Most of the photos incorporate a series of data that tells us the brand and model of the camera with which the photo was taken, the focal length of the lens, the ISO value, the aperture of the diaphragm, shutter speed, among other settings. . In reality, the photo itself is telling you the "exact" manual settings the photographer used to achieve it. In other words, they are the manual adjustments that you would have to apply if you wanted to get a picture exactly the same.
EXIF data from photos can be read in several ways:
- Saving the photo to your computer first, and then right-clicking on it and choosing “Properties” and then “Details”.
- Using some EXIF data reading program. There are programs that do it online, such as exifdataor verexif.
- On pages like Flickr, by adding the word meta to the end of a photo's address. For example, if you want to find out the EXIF data of the photo https://www.flickr.com/photos/aigle_dore/6087918639/,
you should add the word meta at the end of the same address, leaving it like this: https://www.flickr .com/photos/aigle_dore/6087918639/meta
4) USE AN ONLINE SIMULATOR
Can you learn to use manual mode without even owning an SLR?
At least the theoretical part, which usually seems the most complicated, you can master without having to have a reflex camera. CameraSim is a free, online service that allows you to tinker with the same manual settings as SLR cameras, allowing you to control ISO, shutter speed, aperture, among other settings. The curious thing about the invention is that it offers you a moving image, in real time, and it is about getting the best combination of settings that allows you to capture a clear and correct photograph.
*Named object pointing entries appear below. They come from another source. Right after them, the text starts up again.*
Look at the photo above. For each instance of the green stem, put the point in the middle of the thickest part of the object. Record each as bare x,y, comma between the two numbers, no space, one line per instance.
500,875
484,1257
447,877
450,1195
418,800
Here it is.
5) CONSULT THE USER MANUAL OF YOUR CAMERA (AT LEAST OCCASIONALLY)
Okay, I admit it, it's not easy to read a user's manual for a camera. I hate the instruction books that come with cameras. The manufacturers write them in the most unpalatable and bland way possible. It seems they don't want us to read them.
But you also have to be fair: we can't complain about not knowing how to use something while refusing to even open the instruction manual.
That being said, you don't need to read the manual from cover to cover. If it's any consolation, I've never done it (confession). I do recommend, at least, that you have it on hand. If you find it difficult to keep the physical copy on paper, the one that comes included in the box along with the camera, at least get the PDF version ( here you have a good database with user manuals for many cameras ).
The first days of using your camera, try to consult the pages that you see relevant, those that are related to manual mode.
6) TAKE PHOTOS
Believe me, if you didn't read or consult any of the 5 previous options, just taking photos in manual mode, one after another, it doesn't matter if they don't come out correct, you there taking photos every day, on any occasion that lends itself, give it to you I paste, observing your results and modifying some settings again to see the difference between one result and another, believe me, only with that after a while would you be able to perfectly master manual mode. Actually, the principle behind manual mode in photography is very intuitive, and discovering it yourself by practicing photography every day is often a very rewarding experience.
Remember that taking photos is what makes you a photographer. You are not a photographer because you have a camera. You are not for reading a photography blog. Taking photos is what makes you a photographer.
Taking photos makes you great.
Happy photography ?
Postscript 1: If you are starting in photography, I would like you to select one of the 6 ways that I recommend above and put it into practice in a disciplined way.
Postscript 2: If you found this article useful, please give it the spread or recommendation you think it deserves.